For this film will set its characters on different paths that are always frustrated. Even the wide-open 'desert' landscapes, so full of promise and dread, come constrained by the academy ratio in which they have been shot (with the corners of the image stylistically rounded). Like all the camerawork here of Timo Salminen (the regular cinematographer for Aki Kaurismäki), the opening shot is very meticulously composed, like a painting - and it captures both the intimacy between father and daughter, and the opposing directions in which they are headed. Dinesen cannot wait to be away from this "sh*t country" and back home in Denmark, whereas Ingeborg loves the desert ("the way it fills me"), and soon elopes/disappears into it with her rather diffident lover, the young solider Corto.

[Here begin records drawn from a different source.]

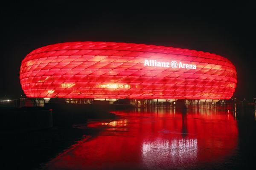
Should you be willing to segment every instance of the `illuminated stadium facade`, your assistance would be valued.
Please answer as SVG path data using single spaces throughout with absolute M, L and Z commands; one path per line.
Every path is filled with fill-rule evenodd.
M 30 98 L 230 99 L 236 71 L 213 54 L 113 42 L 72 42 L 35 50 L 22 61 Z

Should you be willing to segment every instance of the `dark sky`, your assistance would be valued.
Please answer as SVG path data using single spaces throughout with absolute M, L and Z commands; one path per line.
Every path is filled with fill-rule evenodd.
M 32 51 L 58 42 L 100 41 L 217 54 L 228 58 L 236 68 L 238 83 L 234 96 L 254 98 L 256 6 L 224 1 L 2 4 L 0 97 L 23 95 L 20 67 Z

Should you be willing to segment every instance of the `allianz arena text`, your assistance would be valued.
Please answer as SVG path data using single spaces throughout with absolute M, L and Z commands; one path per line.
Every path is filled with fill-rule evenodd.
M 214 54 L 171 47 L 77 42 L 35 50 L 22 61 L 28 97 L 230 99 L 236 71 Z

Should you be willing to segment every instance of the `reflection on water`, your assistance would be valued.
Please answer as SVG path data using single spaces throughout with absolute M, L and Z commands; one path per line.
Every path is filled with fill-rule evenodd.
M 221 164 L 237 151 L 236 109 L 229 109 L 192 106 L 116 112 L 118 119 L 98 125 L 103 128 L 99 134 L 47 167 L 196 169 Z

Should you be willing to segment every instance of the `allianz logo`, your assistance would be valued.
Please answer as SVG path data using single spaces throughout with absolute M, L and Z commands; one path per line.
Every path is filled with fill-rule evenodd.
M 185 64 L 180 62 L 179 62 L 178 64 L 175 61 L 172 61 L 169 62 L 160 62 L 154 60 L 145 59 L 144 61 L 144 66 L 196 69 L 196 65 L 195 64 Z

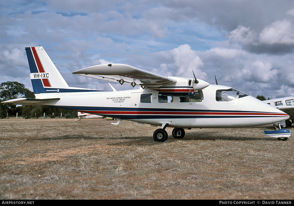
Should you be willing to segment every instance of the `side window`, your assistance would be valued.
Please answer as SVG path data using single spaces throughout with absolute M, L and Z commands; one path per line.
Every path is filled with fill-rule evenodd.
M 199 96 L 192 97 L 180 97 L 180 102 L 198 102 L 202 100 Z
M 140 102 L 142 103 L 152 102 L 152 94 L 142 94 L 140 98 Z
M 158 102 L 159 103 L 170 103 L 173 102 L 173 97 L 158 95 Z
M 282 102 L 282 101 L 279 101 L 278 102 L 275 102 L 275 106 L 278 106 L 280 105 L 283 105 L 283 103 Z
M 294 106 L 294 99 L 286 100 L 286 104 L 289 106 Z

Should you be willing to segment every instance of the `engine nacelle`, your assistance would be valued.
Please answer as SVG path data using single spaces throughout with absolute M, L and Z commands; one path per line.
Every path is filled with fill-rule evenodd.
M 194 91 L 201 90 L 209 85 L 209 83 L 201 79 L 197 79 L 196 82 L 198 82 L 198 83 L 195 83 L 194 79 L 193 82 L 193 89 Z

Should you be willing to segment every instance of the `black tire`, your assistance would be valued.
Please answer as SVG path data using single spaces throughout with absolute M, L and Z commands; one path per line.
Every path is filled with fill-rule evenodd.
M 185 136 L 185 130 L 182 128 L 174 128 L 173 130 L 172 134 L 175 139 L 182 139 Z
M 292 122 L 290 120 L 287 120 L 286 121 L 286 124 L 288 125 L 288 127 L 290 127 L 292 126 Z
M 153 139 L 156 142 L 163 142 L 167 139 L 168 137 L 167 132 L 163 129 L 157 129 L 153 133 Z

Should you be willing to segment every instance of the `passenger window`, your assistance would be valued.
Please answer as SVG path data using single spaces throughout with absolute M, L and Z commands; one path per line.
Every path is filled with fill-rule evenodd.
M 151 103 L 152 102 L 152 94 L 142 94 L 141 95 L 140 102 L 142 103 Z
M 202 101 L 201 98 L 199 96 L 180 97 L 180 102 L 198 102 Z
M 278 102 L 275 102 L 275 106 L 278 106 L 280 105 L 283 105 L 283 103 L 282 102 L 282 101 L 279 101 Z
M 289 106 L 294 106 L 294 99 L 286 100 L 286 104 Z
M 173 102 L 173 97 L 158 95 L 158 102 L 159 103 L 170 103 Z

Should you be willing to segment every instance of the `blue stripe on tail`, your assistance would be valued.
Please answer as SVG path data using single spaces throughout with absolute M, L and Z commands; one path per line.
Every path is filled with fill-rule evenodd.
M 30 67 L 30 70 L 31 70 L 31 73 L 38 73 L 39 72 L 38 69 L 37 68 L 37 66 L 36 65 L 36 62 L 35 62 L 35 59 L 34 57 L 33 56 L 33 54 L 32 53 L 32 51 L 31 50 L 31 47 L 26 47 L 26 56 L 28 57 L 28 61 L 29 61 L 29 65 Z M 42 87 L 43 86 L 42 85 Z M 34 90 L 34 92 L 35 91 Z

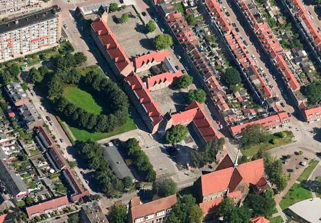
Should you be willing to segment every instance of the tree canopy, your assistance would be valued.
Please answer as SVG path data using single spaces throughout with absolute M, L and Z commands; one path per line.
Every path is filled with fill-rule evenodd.
M 173 39 L 168 34 L 160 34 L 154 38 L 154 45 L 158 50 L 169 48 L 173 45 Z
M 115 204 L 112 207 L 108 215 L 109 222 L 125 223 L 127 219 L 127 207 L 124 204 Z
M 151 20 L 146 24 L 146 29 L 149 33 L 152 33 L 156 29 L 156 24 L 154 20 Z
M 148 182 L 155 181 L 156 173 L 153 169 L 149 158 L 142 150 L 138 141 L 135 138 L 131 138 L 125 142 L 124 145 L 126 152 L 133 160 L 134 164 L 138 170 L 145 174 L 145 180 Z
M 242 133 L 242 145 L 248 146 L 266 142 L 269 132 L 261 124 L 253 124 L 245 127 Z
M 216 160 L 215 156 L 219 150 L 221 150 L 224 144 L 224 138 L 211 140 L 199 149 L 193 150 L 190 155 L 192 165 L 197 167 L 203 167 L 207 163 L 213 163 Z
M 187 97 L 190 103 L 195 100 L 199 103 L 204 103 L 206 101 L 206 93 L 203 89 L 189 90 Z
M 224 74 L 222 76 L 222 81 L 230 87 L 232 85 L 239 84 L 241 83 L 242 79 L 239 73 L 235 68 L 226 68 Z
M 188 74 L 183 74 L 177 79 L 177 86 L 179 89 L 186 88 L 193 82 L 193 77 Z
M 165 223 L 201 223 L 203 212 L 190 194 L 178 198 Z
M 186 126 L 178 124 L 167 131 L 165 139 L 168 143 L 176 144 L 185 139 L 188 133 L 188 130 Z
M 177 191 L 177 185 L 172 178 L 160 179 L 153 183 L 153 192 L 161 197 L 173 195 Z
M 223 217 L 224 223 L 248 222 L 251 218 L 251 211 L 246 206 L 234 206 L 233 200 L 225 198 L 217 208 L 218 217 Z

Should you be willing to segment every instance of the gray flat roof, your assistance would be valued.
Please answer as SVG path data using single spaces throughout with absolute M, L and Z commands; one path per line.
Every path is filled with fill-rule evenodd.
M 61 9 L 57 6 L 53 6 L 0 23 L 0 34 L 57 17 L 56 12 L 60 11 Z
M 307 199 L 290 206 L 288 208 L 300 217 L 311 223 L 320 222 L 321 199 L 319 197 Z
M 117 177 L 123 179 L 129 176 L 133 180 L 135 179 L 115 146 L 103 147 L 103 154 L 109 161 L 109 165 Z

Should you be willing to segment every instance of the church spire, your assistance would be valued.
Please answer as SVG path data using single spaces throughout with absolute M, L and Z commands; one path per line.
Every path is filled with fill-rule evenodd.
M 239 148 L 238 149 L 238 150 L 237 150 L 237 153 L 236 154 L 236 157 L 235 158 L 235 161 L 234 162 L 234 168 L 236 168 L 236 167 L 237 167 L 237 165 L 238 165 L 238 164 L 237 163 L 237 161 L 238 160 L 238 153 L 240 151 L 240 149 Z

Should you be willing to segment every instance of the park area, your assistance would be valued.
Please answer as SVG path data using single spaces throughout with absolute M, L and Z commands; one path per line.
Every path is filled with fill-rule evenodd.
M 280 133 L 285 133 L 285 137 L 279 136 Z M 242 154 L 247 157 L 253 156 L 258 151 L 265 152 L 272 149 L 288 144 L 294 142 L 294 136 L 292 132 L 285 131 L 267 136 L 265 142 L 258 144 L 245 146 L 242 148 Z
M 299 201 L 312 197 L 310 189 L 308 187 L 304 185 L 308 185 L 305 182 L 318 163 L 319 162 L 315 160 L 311 160 L 310 161 L 308 166 L 297 180 L 300 183 L 294 183 L 280 202 L 280 206 L 283 210 Z M 317 196 L 319 196 L 319 194 L 317 194 Z

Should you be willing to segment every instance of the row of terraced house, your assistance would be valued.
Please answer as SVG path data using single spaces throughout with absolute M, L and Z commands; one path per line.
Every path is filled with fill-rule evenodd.
M 219 8 L 218 3 L 212 1 L 211 4 L 212 5 L 209 5 L 209 6 L 211 8 L 209 10 L 216 10 L 219 13 L 216 14 L 218 15 L 219 20 L 217 25 L 222 27 L 222 35 L 226 38 L 226 44 L 236 63 L 239 65 L 240 69 L 249 82 L 252 81 L 249 79 L 255 78 L 255 81 L 261 85 L 262 91 L 259 91 L 258 89 L 254 89 L 253 91 L 257 94 L 257 97 L 262 104 L 266 104 L 268 109 L 272 110 L 272 112 L 267 112 L 253 119 L 238 122 L 237 116 L 228 102 L 225 91 L 218 80 L 219 72 L 199 50 L 199 40 L 193 30 L 187 24 L 182 14 L 178 12 L 173 5 L 169 4 L 161 4 L 156 5 L 156 8 L 164 17 L 172 35 L 182 47 L 183 52 L 185 52 L 183 56 L 188 62 L 190 69 L 197 75 L 198 80 L 206 90 L 208 97 L 216 105 L 234 137 L 239 137 L 242 130 L 253 124 L 261 124 L 270 129 L 287 125 L 290 121 L 288 114 L 283 112 L 281 106 L 276 104 L 279 101 L 278 98 L 275 96 L 265 80 L 259 74 L 258 67 L 253 64 L 245 46 Z M 216 4 L 217 7 L 212 8 Z
M 108 12 L 102 8 L 91 24 L 91 35 L 113 71 L 122 79 L 125 90 L 152 134 L 164 131 L 173 125 L 191 124 L 202 143 L 219 139 L 221 134 L 214 128 L 204 110 L 204 104 L 196 102 L 185 110 L 163 115 L 150 91 L 166 87 L 181 75 L 168 60 L 169 53 L 149 52 L 139 56 L 132 62 L 108 25 Z M 169 70 L 149 77 L 144 82 L 137 73 L 149 69 L 163 62 Z
M 274 72 L 282 77 L 298 109 L 301 111 L 303 119 L 308 122 L 320 120 L 321 107 L 319 105 L 309 106 L 307 104 L 306 97 L 300 91 L 303 85 L 301 80 L 255 3 L 251 0 L 236 0 L 232 3 L 269 59 L 268 62 L 274 70 Z M 285 1 L 283 3 L 294 17 L 303 39 L 306 41 L 317 61 L 319 61 L 320 36 L 304 6 L 300 0 Z

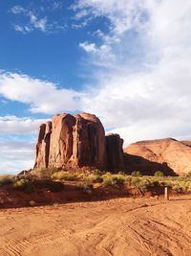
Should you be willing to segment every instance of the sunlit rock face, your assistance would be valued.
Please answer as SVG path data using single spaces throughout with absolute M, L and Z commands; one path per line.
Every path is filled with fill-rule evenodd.
M 60 114 L 39 128 L 34 168 L 107 168 L 104 128 L 96 115 Z
M 107 169 L 110 171 L 121 171 L 123 163 L 123 140 L 118 134 L 109 133 L 106 135 Z
M 131 171 L 186 175 L 191 171 L 191 142 L 173 138 L 133 143 L 124 149 L 125 167 Z M 149 173 L 148 173 L 149 172 Z

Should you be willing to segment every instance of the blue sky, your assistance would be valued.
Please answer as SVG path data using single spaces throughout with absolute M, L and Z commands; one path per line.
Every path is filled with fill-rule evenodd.
M 40 123 L 96 114 L 125 145 L 191 139 L 190 0 L 0 1 L 0 173 L 33 165 Z

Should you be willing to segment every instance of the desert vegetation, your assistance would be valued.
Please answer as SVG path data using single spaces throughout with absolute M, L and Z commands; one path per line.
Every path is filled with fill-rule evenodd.
M 168 187 L 172 195 L 191 193 L 191 176 L 164 176 L 160 171 L 149 176 L 142 175 L 139 171 L 130 175 L 43 168 L 15 176 L 1 175 L 0 206 L 33 206 L 124 197 L 159 198 L 164 194 L 164 187 Z

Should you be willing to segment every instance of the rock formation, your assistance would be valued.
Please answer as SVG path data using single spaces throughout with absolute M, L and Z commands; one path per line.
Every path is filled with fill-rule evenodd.
M 163 171 L 166 175 L 174 172 L 185 175 L 191 171 L 190 145 L 172 138 L 133 143 L 124 149 L 125 167 L 147 174 Z
M 123 140 L 118 134 L 109 133 L 106 135 L 107 168 L 110 171 L 123 170 Z
M 115 170 L 121 166 L 122 140 L 117 134 L 105 137 L 104 128 L 95 115 L 55 115 L 39 128 L 34 168 Z

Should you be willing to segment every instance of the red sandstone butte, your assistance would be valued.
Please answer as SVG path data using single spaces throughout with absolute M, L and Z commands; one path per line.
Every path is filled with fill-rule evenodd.
M 105 137 L 104 128 L 96 115 L 63 113 L 40 125 L 34 168 L 115 170 L 121 166 L 122 140 L 117 134 Z

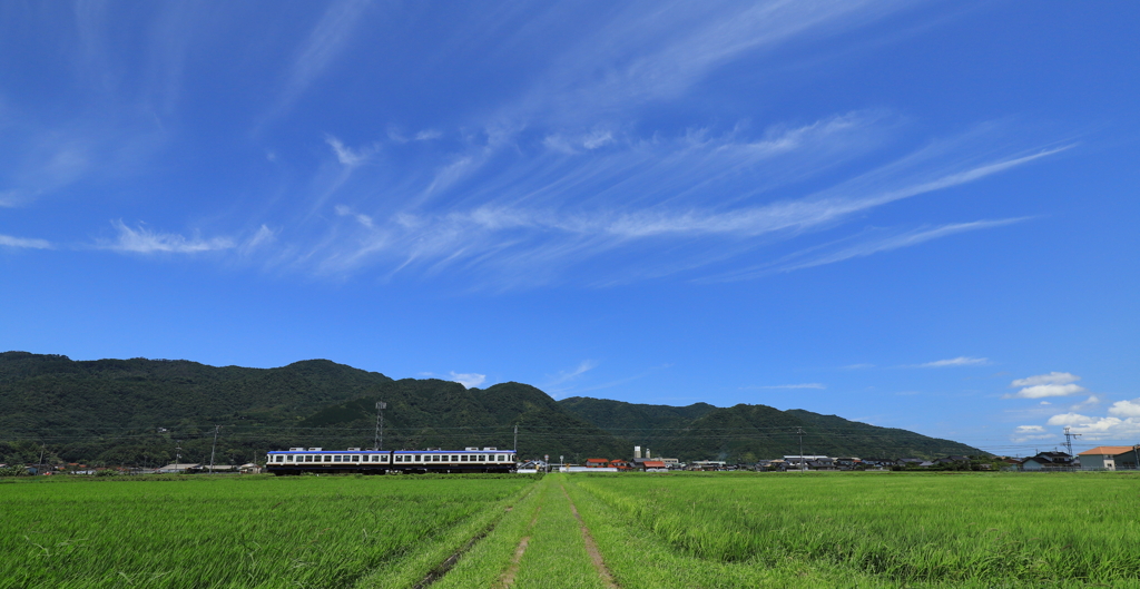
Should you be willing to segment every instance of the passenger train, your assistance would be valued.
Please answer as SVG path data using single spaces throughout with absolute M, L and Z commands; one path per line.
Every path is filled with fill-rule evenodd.
M 290 448 L 268 452 L 266 469 L 275 475 L 327 474 L 424 474 L 510 473 L 515 469 L 514 450 L 467 448 L 465 450 L 324 450 Z

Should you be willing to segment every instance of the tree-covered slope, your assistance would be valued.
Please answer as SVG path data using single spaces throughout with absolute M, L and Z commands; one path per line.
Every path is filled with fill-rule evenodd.
M 716 408 L 703 403 L 668 407 L 583 398 L 567 399 L 561 403 L 611 433 L 624 433 L 633 443 L 652 450 L 653 456 L 682 460 L 715 458 L 754 461 L 798 455 L 800 435 L 797 432 L 800 430 L 804 431 L 804 452 L 807 455 L 934 458 L 985 453 L 951 440 L 877 427 L 803 409 L 781 411 L 763 404 Z M 686 412 L 697 417 L 686 420 Z M 626 424 L 625 428 L 622 424 Z
M 384 448 L 513 445 L 523 457 L 654 456 L 731 461 L 798 453 L 899 458 L 978 455 L 913 432 L 766 406 L 669 407 L 572 398 L 561 402 L 520 383 L 464 388 L 308 360 L 270 368 L 186 360 L 73 361 L 0 353 L 0 463 L 48 458 L 157 465 L 209 459 L 246 463 L 288 447 L 374 444 L 376 402 L 388 403 Z M 180 450 L 179 450 L 180 449 Z
M 0 463 L 38 461 L 41 450 L 93 464 L 165 464 L 178 453 L 203 461 L 214 425 L 222 426 L 219 464 L 295 445 L 372 447 L 377 400 L 389 403 L 385 448 L 510 448 L 519 425 L 526 457 L 628 453 L 628 444 L 518 383 L 469 391 L 438 379 L 397 382 L 328 360 L 255 369 L 5 352 Z
M 258 369 L 3 352 L 0 461 L 27 461 L 30 444 L 108 464 L 173 460 L 181 445 L 184 459 L 197 461 L 214 425 L 223 426 L 219 461 L 249 461 L 304 417 L 389 382 L 328 360 Z
M 488 388 L 464 388 L 458 383 L 407 378 L 376 387 L 368 396 L 328 407 L 299 425 L 315 431 L 351 433 L 372 445 L 376 402 L 388 403 L 384 448 L 511 448 L 519 426 L 519 451 L 544 453 L 625 456 L 628 444 L 561 408 L 549 395 L 521 383 Z M 347 440 L 347 439 L 345 439 Z M 365 443 L 366 442 L 366 443 Z

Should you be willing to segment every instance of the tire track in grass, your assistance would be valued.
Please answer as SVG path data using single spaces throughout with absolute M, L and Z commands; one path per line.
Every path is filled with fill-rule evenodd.
M 522 540 L 519 540 L 519 547 L 514 549 L 514 558 L 511 559 L 511 566 L 508 566 L 507 570 L 503 572 L 503 576 L 499 578 L 497 587 L 500 589 L 508 589 L 512 584 L 514 584 L 514 578 L 519 574 L 519 562 L 522 561 L 522 555 L 527 553 L 527 545 L 530 543 L 530 530 L 534 529 L 535 524 L 538 522 L 538 514 L 542 513 L 542 510 L 543 506 L 538 506 L 538 509 L 535 509 L 535 517 L 530 518 L 530 524 L 527 525 L 527 531 L 523 532 L 527 535 L 523 535 Z
M 534 490 L 535 490 L 535 488 L 531 486 L 530 489 L 528 489 L 522 494 L 522 497 L 518 498 L 518 500 L 514 501 L 514 502 L 522 501 Z M 505 515 L 505 514 L 510 513 L 511 509 L 513 509 L 513 508 L 514 507 L 511 506 L 511 505 L 506 506 L 506 508 L 503 510 L 503 514 Z M 498 523 L 499 523 L 500 520 L 502 520 L 502 516 L 496 517 L 490 523 L 488 523 L 487 526 L 484 526 L 478 534 L 475 534 L 470 540 L 467 540 L 467 542 L 464 543 L 454 554 L 451 554 L 451 556 L 448 556 L 447 558 L 443 559 L 442 563 L 440 563 L 438 566 L 435 566 L 435 568 L 432 568 L 431 572 L 427 573 L 426 576 L 424 576 L 423 581 L 420 581 L 418 583 L 415 584 L 414 589 L 425 589 L 425 588 L 430 587 L 432 583 L 434 583 L 435 581 L 439 581 L 440 579 L 442 579 L 443 575 L 447 574 L 447 572 L 450 571 L 451 567 L 455 566 L 455 563 L 459 562 L 459 558 L 463 557 L 464 554 L 466 554 L 472 548 L 474 548 L 474 546 L 477 543 L 479 543 L 480 540 L 482 540 L 483 538 L 487 538 L 487 534 L 491 533 L 495 530 L 495 526 L 498 525 Z M 535 520 L 538 520 L 538 514 L 537 513 L 535 514 Z M 535 525 L 535 522 L 531 521 L 530 525 Z
M 567 501 L 570 502 L 570 512 L 573 513 L 576 520 L 578 520 L 578 525 L 581 526 L 581 538 L 586 541 L 586 554 L 589 555 L 591 562 L 594 563 L 594 568 L 597 571 L 597 575 L 602 579 L 602 583 L 605 587 L 611 587 L 613 589 L 618 588 L 618 583 L 613 581 L 613 574 L 610 573 L 609 567 L 602 561 L 602 553 L 597 549 L 597 542 L 594 541 L 594 537 L 589 534 L 589 529 L 586 527 L 586 522 L 581 520 L 581 515 L 578 514 L 578 507 L 573 505 L 573 499 L 570 499 L 570 493 L 567 492 L 567 488 L 559 484 L 562 489 L 562 494 L 567 497 Z

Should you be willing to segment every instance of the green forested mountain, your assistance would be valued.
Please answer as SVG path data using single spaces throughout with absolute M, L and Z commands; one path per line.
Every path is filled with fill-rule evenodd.
M 781 411 L 763 404 L 716 408 L 705 403 L 689 407 L 634 404 L 603 399 L 570 398 L 560 401 L 567 410 L 597 422 L 614 435 L 652 450 L 653 456 L 682 460 L 719 459 L 754 461 L 799 453 L 803 428 L 807 455 L 857 456 L 863 458 L 933 458 L 986 452 L 951 440 L 928 437 L 905 430 L 877 427 L 792 409 Z M 694 415 L 695 418 L 687 419 Z
M 393 381 L 328 360 L 282 368 L 212 367 L 186 360 L 73 361 L 0 353 L 0 463 L 48 459 L 160 465 L 210 457 L 242 464 L 288 447 L 368 448 L 376 401 L 384 448 L 510 448 L 523 457 L 629 458 L 633 445 L 684 460 L 750 460 L 798 452 L 934 457 L 980 450 L 903 430 L 766 406 L 668 407 L 572 398 L 532 386 L 464 388 L 439 379 Z M 179 450 L 180 449 L 180 450 Z
M 0 463 L 34 463 L 41 450 L 92 464 L 165 464 L 176 453 L 202 461 L 214 425 L 222 426 L 218 464 L 294 445 L 365 448 L 374 443 L 376 400 L 389 403 L 385 448 L 510 448 L 519 425 L 527 457 L 626 453 L 627 444 L 518 383 L 469 391 L 438 379 L 397 382 L 328 360 L 256 369 L 5 352 Z
M 247 463 L 287 444 L 304 417 L 390 382 L 328 360 L 258 369 L 3 352 L 0 461 L 35 461 L 44 447 L 67 461 L 199 461 L 221 425 L 217 461 Z
M 323 409 L 299 425 L 319 432 L 361 432 L 372 445 L 376 401 L 388 403 L 385 448 L 511 448 L 518 425 L 519 451 L 526 457 L 561 455 L 570 460 L 629 452 L 624 441 L 563 410 L 538 388 L 520 383 L 469 390 L 448 381 L 406 378 L 381 385 L 368 396 Z

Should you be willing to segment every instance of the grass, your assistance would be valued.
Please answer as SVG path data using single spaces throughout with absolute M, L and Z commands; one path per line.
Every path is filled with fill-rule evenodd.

Meanwhile sly, boorish Lieutenant Pittaluga (Adrián Fondari) openly covets Ingeborg but is slowly realising that he will never, as he so coarsely puts it, "teach her to ride" - and the food supplies that he has been awaiting for months, and that keep being promised by his superior Ángel, may also never come. Amidst rumours that "brave and level-headed…dependable and law-abiding" Colonel Zuluaga has gone native, turned transvestite, and is now leading raids on the countryside with a "band of thieves", viewers might naturally be expecting encounters with an Apocalypse Now-style renegade colonel; and when Dinesen rides off after his daughter, things seems set for a Chilean reimagining of The Searchers (1956). Yet Alonso stirs these desires in us, equally allusive and elusive, only to disappoint them, as he diverts onto more transcendental plains, where fugitive meaning itself becomes the target of pursuit.

Jauja is certainly a quest narrative, but the object of that quest turns out to be something more abstract and existential than a girl, or food and water, or a hound. Like the journeying protagonists of Aguirre, The Wrath of God (1972), Dead Man (1995) or anything by Alejandro Jodorowsky, both Dinesen and Ingeborg are cast adrift in an oneiric space of Jungian symbols where history, geography and psychology meet at the shoreline or horizon. By the time Dinesen has entered a rocky cave and engaged in shamanic conversation with an elegant, elderly, Danish-speaking woman who might just be his estranged wife, his daughter or a reflective version of himself, this shaggiest of dog stories has lifted its tail at realism and travelled irrevocably to a different realm altogether - before, that is, a very different coda reintroduces reality in a manner that serves only further to confound our understanding of how exactly we have travelled from there to here and from then to now.

Beautiful, haunting and hypnotic, Jauja sees its own legend grow disproportionately, until we all, in our search for sense, get lost on the way.

Jauja. 2014. Argentina/Denmark/France/Mexico/USA/Germany/Brazil/Netherlands. Directed by Lisandro Alonso. Starring Viggo Mortensen, Viilbjørk Malling Agger...

Jauja screened at the Glasgow Film Festival. It will be released in the UK on the 10th of April 15.